Martin also caught him eating the fish-food this morning. 

Is he about to metamorphose into Nemo (or possibly a shark)?

If you give a pig a pancake

If you give the fourteen year old a computer and a pair of large speakers to plug into it she will entertain herself for as many hours as you like (we’ll apologise to the neighbours afterwards).

If you give the two year old more or less anything; tricycle, bucket of water, parent’s phone, he will entertain himself for as long as it takes till someone notices and confiscates the phone (oops).

If you give the fifty-something year old a computer and a coffee machine he will entertain himself for as many hours as you care to allow him. 

If you give the forty-something year old a collection of ingredients and a peaceful kitchen she will entertain herself until the hungry hoards arrive to shatter the tranquillity, and that was one fantastic moussaka if I do say so myself.
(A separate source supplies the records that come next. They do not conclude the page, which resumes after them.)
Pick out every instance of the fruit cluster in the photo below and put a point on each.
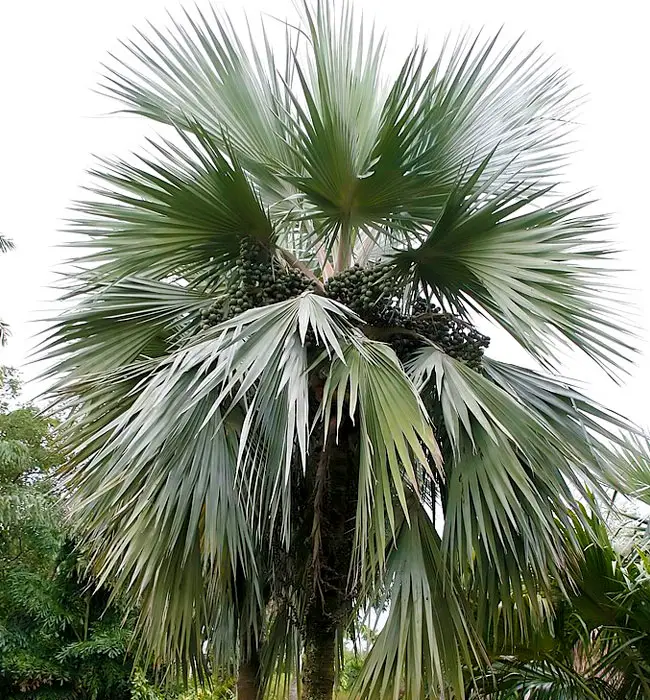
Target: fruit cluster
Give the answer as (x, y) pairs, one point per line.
(376, 298)
(258, 279)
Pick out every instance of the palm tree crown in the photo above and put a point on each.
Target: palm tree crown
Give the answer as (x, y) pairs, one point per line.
(275, 378)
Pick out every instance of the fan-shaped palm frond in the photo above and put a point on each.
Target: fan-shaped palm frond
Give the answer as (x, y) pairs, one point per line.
(6, 244)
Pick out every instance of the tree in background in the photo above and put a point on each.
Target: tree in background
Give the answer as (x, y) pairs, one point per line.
(6, 245)
(272, 365)
(59, 636)
(596, 643)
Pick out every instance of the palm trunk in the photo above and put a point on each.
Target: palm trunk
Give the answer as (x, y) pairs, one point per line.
(318, 669)
(248, 679)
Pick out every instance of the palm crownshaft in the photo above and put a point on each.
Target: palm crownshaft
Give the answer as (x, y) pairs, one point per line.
(272, 327)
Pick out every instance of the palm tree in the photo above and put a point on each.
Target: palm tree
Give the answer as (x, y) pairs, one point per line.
(597, 643)
(282, 411)
(6, 244)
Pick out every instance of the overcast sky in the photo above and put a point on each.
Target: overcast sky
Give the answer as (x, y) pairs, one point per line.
(51, 123)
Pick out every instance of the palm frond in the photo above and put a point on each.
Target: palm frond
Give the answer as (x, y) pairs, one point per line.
(395, 436)
(427, 638)
(5, 333)
(204, 73)
(6, 244)
(181, 212)
(538, 269)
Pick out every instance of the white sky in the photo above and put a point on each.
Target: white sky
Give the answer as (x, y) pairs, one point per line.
(51, 122)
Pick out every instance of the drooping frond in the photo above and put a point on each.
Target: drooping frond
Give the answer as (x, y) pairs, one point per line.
(395, 437)
(181, 213)
(427, 638)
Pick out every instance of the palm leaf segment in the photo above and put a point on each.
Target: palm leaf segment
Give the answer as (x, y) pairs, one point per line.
(6, 244)
(286, 272)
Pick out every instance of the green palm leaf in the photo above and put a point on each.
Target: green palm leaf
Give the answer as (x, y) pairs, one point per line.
(427, 636)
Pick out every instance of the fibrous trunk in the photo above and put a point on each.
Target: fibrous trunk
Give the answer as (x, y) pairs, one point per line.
(332, 480)
(318, 677)
(248, 680)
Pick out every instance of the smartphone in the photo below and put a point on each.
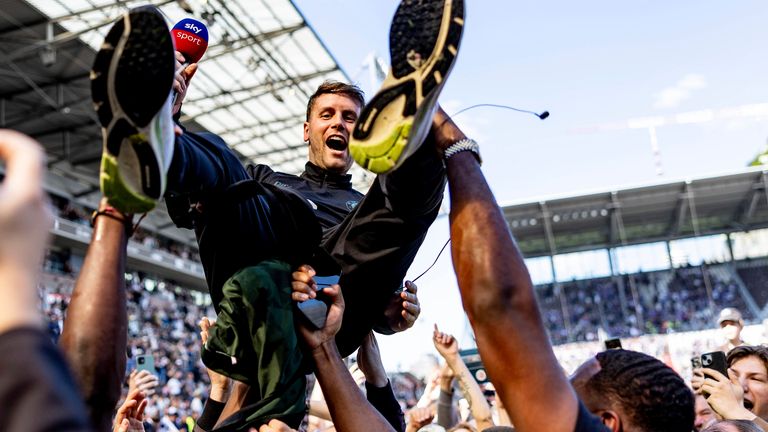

So that just leaves the six year old.  “Mum I’m bored what can I do?  But I don’t want to do that, what else can I do instead?  But mu-um.  Ooohhhhhh….”  There’s always one. 

Happy 2014

Happy new year.  Hope you had a good one.  We had a quiet evening, invited a couple of friends in, Martin did the barbecue and I made chocolate brownies to go with the ice cream. 

It’s ridiculously hot beyond amusing here.  Praise the Lord for that paddling pool otherwise I’d be taking up residence in the fridge.  At least we’ve had electricity all day today though, unlike two days ago when we lost it for six hours which was even less amusing than it sounds.

I harvested my first crop of sweet corn (we are in the Americas after all) the other day, and made humitas, which is a traditional Andean food involving lots of corn.  I borrowed this recipe which you can read in English or Spanish, and the cultural article before you actually get to the recipe is quite interesting too.  They were pretty fiddly with all the messing around with corn leaves and the like, but they turned out OK, and I’m not sure what else I’d have done with that many sweet corns, given that they don’t keep for months on end, unlike my trusty butternut squashes. 

Today’s theological conundrum… “Mummy…?”  “Yes?”  “Listen… if you have a daddy, like our Daddy, and then you have a baby, like Danny, then you have one daddy and one baby.”  “Yes…”  “So how can God be the Daddy and the baby?”  Well, (I didn’t say)  Rutherford decided it wasn’t possible so he wrote a different story, but most people don’t agree with him, but if we’re honest even most of us who don’t agree with him are still trying to get our heads round it even though we think it’s true, and if you can come up with a concise answer which can be equally understood by a six year old and a theologian, publish! 

Now I’m off to climb into the fridge see if I can find something to eat.  Have fun, hope 2014 turns out well for you.